The immediate effect could be an improvement in confidence among developers, investors, and legal teams. In general, greater clarity tends to favor:

  • resumption of finanziamenti for open source projects;
  • more innovation on privacy and interoperability tools;
  • requests for written guidelines to anchor investigative practice.

No reliable and verifiable market data directly and uniquely linked to the statements are reported at the moment. For statistical updates and industry trends, refer to sector reports and data from entities like Chainalysis.

Quick FAQ

What does it mean for open source developers?

Writing code is lawful if there is no proof of criminal intent.

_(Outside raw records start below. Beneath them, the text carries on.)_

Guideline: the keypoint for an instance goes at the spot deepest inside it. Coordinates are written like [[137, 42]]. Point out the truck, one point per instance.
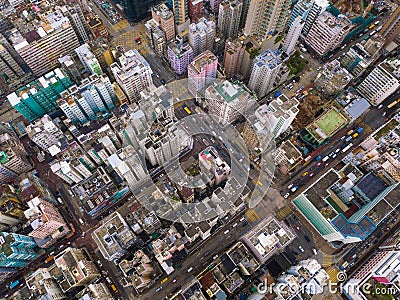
[[347, 147], [325, 158], [318, 158]]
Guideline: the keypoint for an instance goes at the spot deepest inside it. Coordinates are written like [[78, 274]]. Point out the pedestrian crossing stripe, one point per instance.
[[284, 212], [251, 215], [333, 274]]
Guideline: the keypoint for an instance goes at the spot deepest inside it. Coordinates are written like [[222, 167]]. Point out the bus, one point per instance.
[[347, 147], [14, 284], [393, 103]]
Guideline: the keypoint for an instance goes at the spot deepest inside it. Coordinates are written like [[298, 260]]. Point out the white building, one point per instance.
[[279, 114], [201, 36], [328, 32], [88, 59], [266, 16], [45, 134], [52, 41], [292, 36], [132, 73], [317, 7], [228, 100], [202, 71], [229, 18], [381, 82], [264, 71]]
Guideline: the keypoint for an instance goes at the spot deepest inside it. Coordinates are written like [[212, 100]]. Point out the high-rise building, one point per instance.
[[95, 94], [13, 160], [233, 57], [292, 36], [228, 100], [88, 59], [40, 96], [47, 223], [229, 18], [195, 10], [77, 19], [264, 72], [42, 285], [202, 71], [9, 68], [278, 115], [180, 55], [136, 10], [132, 73], [328, 32], [16, 250], [380, 83], [165, 19], [300, 9], [45, 133], [201, 36], [391, 29], [42, 47], [156, 37], [77, 266], [180, 9], [265, 17], [317, 7]]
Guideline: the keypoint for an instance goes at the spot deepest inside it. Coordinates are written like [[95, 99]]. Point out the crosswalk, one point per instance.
[[333, 274], [252, 216], [284, 212], [327, 260]]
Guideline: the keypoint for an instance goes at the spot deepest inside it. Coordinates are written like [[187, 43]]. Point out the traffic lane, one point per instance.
[[204, 253]]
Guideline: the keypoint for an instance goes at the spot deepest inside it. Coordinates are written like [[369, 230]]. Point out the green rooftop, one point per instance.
[[313, 215]]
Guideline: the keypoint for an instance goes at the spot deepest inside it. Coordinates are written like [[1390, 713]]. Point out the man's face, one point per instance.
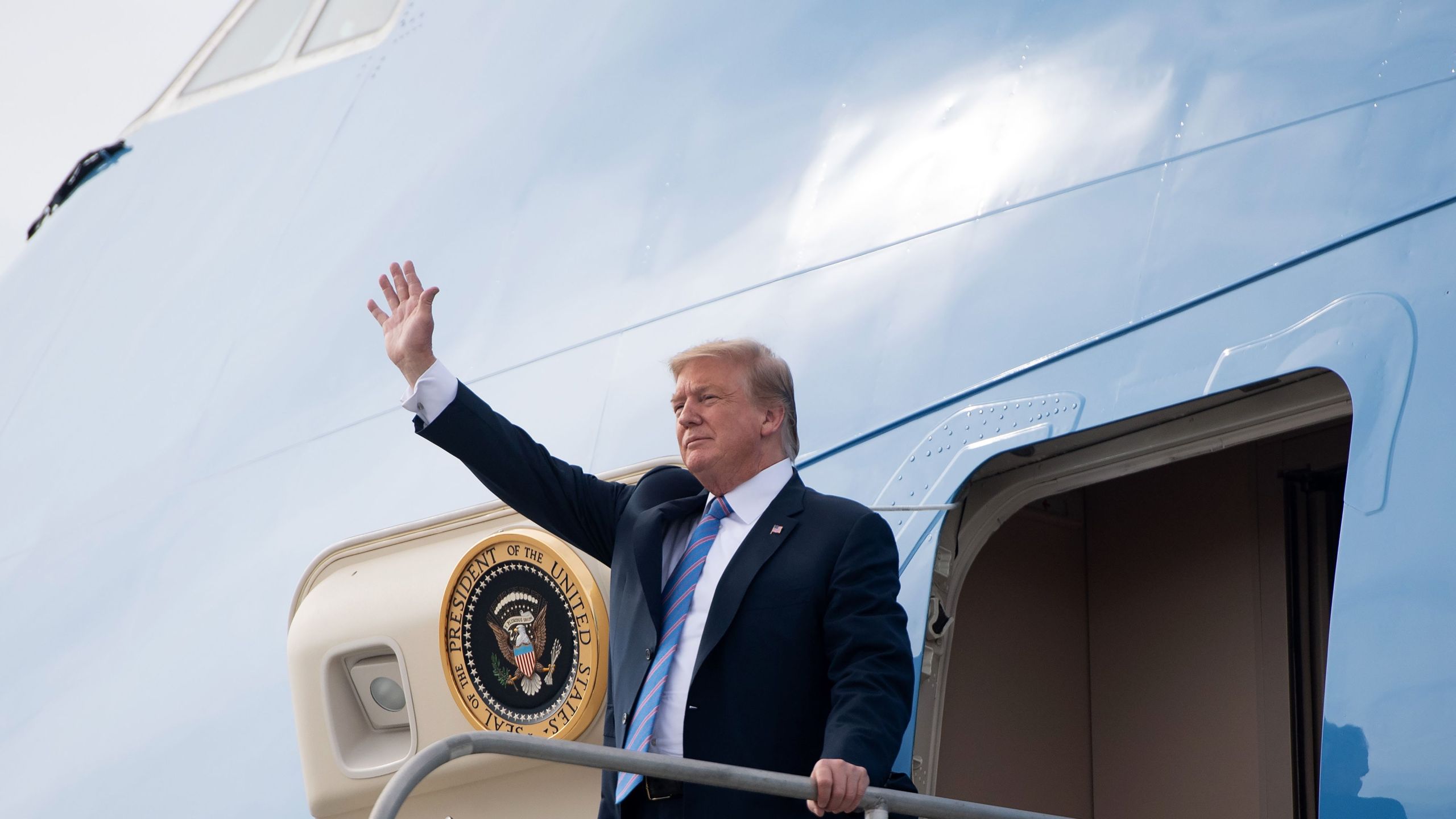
[[719, 431]]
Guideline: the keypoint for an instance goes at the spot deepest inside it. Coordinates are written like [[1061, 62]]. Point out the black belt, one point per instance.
[[661, 789]]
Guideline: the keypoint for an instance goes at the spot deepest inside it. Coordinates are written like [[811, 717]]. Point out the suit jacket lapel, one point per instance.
[[650, 550], [752, 554]]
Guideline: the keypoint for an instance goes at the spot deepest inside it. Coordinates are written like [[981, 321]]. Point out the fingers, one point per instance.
[[401, 286], [389, 291], [825, 781], [836, 797], [855, 791], [411, 280], [841, 787]]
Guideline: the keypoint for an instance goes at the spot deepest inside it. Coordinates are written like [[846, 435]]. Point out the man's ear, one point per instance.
[[772, 420]]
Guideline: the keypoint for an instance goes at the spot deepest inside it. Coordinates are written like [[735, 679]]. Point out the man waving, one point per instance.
[[753, 620]]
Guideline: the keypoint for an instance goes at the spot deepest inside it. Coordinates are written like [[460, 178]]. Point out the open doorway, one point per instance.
[[1151, 644]]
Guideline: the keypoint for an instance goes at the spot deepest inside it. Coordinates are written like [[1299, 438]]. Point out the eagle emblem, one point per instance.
[[520, 634]]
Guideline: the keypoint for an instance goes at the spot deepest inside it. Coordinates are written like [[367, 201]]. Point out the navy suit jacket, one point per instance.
[[804, 655]]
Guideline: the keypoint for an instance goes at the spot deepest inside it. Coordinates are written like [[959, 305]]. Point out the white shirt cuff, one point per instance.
[[432, 392]]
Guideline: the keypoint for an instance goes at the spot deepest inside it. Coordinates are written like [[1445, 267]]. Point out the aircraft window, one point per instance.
[[346, 19], [257, 42]]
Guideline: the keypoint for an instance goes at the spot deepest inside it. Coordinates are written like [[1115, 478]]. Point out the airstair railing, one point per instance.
[[877, 802]]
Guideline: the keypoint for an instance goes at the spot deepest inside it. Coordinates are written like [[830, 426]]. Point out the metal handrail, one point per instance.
[[875, 804]]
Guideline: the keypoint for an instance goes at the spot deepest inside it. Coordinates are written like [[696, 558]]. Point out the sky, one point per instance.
[[73, 73]]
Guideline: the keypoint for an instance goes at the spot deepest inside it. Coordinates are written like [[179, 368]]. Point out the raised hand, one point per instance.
[[410, 328]]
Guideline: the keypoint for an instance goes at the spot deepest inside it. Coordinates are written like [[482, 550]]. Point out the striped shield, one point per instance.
[[526, 659]]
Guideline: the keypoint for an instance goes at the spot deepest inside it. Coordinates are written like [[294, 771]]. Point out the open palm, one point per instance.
[[411, 325]]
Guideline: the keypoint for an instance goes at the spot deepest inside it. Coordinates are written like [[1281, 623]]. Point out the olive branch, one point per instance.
[[498, 671]]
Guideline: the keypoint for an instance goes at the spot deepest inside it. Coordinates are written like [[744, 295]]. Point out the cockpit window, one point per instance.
[[346, 19], [257, 42]]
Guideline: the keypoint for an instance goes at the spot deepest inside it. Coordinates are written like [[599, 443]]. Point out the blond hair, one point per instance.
[[769, 379]]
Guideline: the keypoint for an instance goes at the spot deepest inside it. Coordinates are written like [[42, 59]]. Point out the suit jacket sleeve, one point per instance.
[[870, 667], [562, 499]]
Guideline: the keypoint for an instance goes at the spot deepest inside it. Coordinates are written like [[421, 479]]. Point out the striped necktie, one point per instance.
[[677, 597]]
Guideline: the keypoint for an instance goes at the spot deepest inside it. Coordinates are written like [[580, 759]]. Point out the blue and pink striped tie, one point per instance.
[[677, 597]]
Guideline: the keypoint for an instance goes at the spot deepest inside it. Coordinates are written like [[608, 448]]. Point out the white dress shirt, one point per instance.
[[437, 388]]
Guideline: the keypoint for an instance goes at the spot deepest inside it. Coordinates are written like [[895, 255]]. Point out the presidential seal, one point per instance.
[[523, 636]]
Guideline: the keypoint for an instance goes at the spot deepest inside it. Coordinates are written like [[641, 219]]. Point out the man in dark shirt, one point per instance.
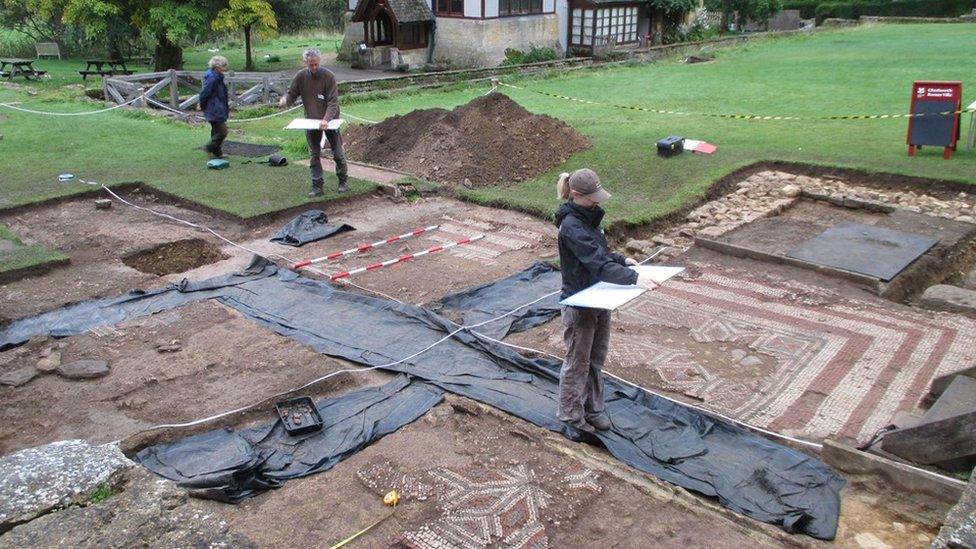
[[316, 86]]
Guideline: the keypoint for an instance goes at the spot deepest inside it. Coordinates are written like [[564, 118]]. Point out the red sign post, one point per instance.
[[936, 110]]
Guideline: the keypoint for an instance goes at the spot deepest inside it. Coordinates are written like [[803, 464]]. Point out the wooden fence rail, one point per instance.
[[256, 88]]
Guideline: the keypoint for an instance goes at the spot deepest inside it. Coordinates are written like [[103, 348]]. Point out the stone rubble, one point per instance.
[[144, 511], [84, 369], [38, 480]]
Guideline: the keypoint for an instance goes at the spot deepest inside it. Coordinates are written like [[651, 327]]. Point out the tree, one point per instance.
[[167, 22], [256, 15], [667, 10], [748, 10]]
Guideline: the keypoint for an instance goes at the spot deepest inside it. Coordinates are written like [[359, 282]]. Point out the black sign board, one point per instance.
[[938, 104]]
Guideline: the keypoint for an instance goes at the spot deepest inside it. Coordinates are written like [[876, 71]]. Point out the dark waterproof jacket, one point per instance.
[[213, 97], [584, 256]]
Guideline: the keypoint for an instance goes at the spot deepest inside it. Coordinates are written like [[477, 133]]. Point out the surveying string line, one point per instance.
[[438, 342], [738, 116], [85, 113], [184, 222]]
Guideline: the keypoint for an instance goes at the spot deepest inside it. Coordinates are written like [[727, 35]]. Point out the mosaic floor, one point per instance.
[[842, 367], [484, 507]]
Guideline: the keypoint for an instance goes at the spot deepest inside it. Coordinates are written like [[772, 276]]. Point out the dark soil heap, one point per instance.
[[488, 141]]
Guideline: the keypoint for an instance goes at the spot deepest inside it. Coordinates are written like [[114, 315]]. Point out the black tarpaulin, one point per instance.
[[81, 317], [480, 303], [232, 465], [308, 227], [681, 445]]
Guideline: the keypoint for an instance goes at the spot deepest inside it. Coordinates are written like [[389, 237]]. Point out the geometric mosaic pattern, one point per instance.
[[843, 367], [498, 238], [491, 508]]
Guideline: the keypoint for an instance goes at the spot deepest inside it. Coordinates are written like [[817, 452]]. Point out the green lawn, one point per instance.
[[858, 71], [288, 48], [14, 254]]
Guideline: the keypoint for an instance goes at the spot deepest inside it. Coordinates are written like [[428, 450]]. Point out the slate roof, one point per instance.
[[405, 11]]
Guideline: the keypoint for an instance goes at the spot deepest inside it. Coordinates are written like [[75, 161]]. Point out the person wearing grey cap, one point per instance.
[[585, 259], [317, 88]]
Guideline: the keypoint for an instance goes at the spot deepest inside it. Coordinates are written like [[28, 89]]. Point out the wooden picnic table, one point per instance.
[[19, 67], [115, 66]]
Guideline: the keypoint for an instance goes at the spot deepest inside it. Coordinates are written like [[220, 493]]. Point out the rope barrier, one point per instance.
[[52, 113], [732, 116]]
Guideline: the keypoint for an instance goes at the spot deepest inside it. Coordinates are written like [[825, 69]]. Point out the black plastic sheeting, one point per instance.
[[81, 317], [745, 472], [308, 227], [231, 466], [493, 299]]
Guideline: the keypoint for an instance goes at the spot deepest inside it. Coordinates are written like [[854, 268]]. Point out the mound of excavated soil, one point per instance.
[[488, 141]]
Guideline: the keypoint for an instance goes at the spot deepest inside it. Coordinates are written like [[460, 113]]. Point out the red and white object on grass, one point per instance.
[[365, 247], [404, 258], [699, 147]]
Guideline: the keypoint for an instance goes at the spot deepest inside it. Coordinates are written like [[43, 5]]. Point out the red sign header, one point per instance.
[[938, 91]]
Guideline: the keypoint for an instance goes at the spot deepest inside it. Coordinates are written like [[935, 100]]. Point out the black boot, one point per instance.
[[316, 189]]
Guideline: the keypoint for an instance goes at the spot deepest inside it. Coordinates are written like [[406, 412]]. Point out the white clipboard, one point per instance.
[[313, 124], [604, 295]]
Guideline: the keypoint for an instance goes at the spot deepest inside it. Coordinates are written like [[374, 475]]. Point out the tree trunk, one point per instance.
[[168, 54], [657, 27], [248, 62]]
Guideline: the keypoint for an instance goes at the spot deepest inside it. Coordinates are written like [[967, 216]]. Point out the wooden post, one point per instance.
[[174, 89]]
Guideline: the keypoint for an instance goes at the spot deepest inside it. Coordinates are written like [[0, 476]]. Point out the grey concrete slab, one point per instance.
[[866, 249]]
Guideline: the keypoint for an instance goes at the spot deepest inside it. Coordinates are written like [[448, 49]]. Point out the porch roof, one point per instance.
[[405, 11]]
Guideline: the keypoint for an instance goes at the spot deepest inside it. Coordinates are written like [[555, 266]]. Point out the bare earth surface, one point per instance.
[[778, 347]]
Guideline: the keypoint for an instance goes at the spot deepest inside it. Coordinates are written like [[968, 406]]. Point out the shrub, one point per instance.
[[808, 8], [534, 55]]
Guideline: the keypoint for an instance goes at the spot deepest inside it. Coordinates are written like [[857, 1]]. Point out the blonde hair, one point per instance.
[[217, 61], [562, 186]]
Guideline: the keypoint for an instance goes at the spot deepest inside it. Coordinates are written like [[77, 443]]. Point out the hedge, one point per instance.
[[894, 8], [808, 8]]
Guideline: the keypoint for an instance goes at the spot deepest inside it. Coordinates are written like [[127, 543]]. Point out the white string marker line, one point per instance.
[[445, 338], [461, 328], [365, 247], [52, 113], [404, 258]]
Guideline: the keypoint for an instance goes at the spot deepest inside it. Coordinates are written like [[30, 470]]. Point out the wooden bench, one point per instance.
[[47, 49]]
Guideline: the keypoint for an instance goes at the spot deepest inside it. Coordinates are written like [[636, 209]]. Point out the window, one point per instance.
[[519, 7], [582, 28], [413, 35], [450, 8], [618, 25]]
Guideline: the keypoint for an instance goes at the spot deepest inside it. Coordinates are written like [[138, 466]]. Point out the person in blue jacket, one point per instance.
[[213, 102], [585, 259]]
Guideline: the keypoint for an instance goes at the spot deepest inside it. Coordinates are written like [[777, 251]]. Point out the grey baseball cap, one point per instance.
[[586, 182]]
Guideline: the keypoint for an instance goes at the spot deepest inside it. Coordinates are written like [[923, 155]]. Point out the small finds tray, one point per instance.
[[299, 415]]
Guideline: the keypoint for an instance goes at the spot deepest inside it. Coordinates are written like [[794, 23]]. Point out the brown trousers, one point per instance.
[[586, 333]]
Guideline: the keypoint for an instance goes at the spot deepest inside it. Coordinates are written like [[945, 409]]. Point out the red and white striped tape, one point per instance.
[[404, 258], [365, 247]]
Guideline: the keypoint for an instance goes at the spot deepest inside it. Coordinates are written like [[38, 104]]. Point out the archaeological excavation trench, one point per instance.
[[807, 347]]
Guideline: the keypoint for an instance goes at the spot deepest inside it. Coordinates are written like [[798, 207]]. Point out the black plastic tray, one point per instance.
[[305, 408]]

The legal risk increases with roles of control, direct monetization, or intermediation of value flows.

Are privacy tools in the spotlight?

Not for their existence. The authorities focus on illicit use, intent, and governance. OFAC sanctions and AML/CFT regulations remain in effect (see OFAC statement on August 8, 2022).

Is it necessary to register or obtain licenses?

It depends on the model. If the activity integrates money transmission under the BSA/FinCEN, registrations and AML controls might be needed. The assessment remains case by case; for practical guides, consult the compliance and AML section.

Conclusions

The DOJ aligns enforcement with substance: punish criminal intent, not the code itself. For developers and blockchain teams, it is a sign of openness, but compliance, governance, and precise evaluations remain central. The sector now awaits written guidelines that establish clear boundaries between innovation and responsibility.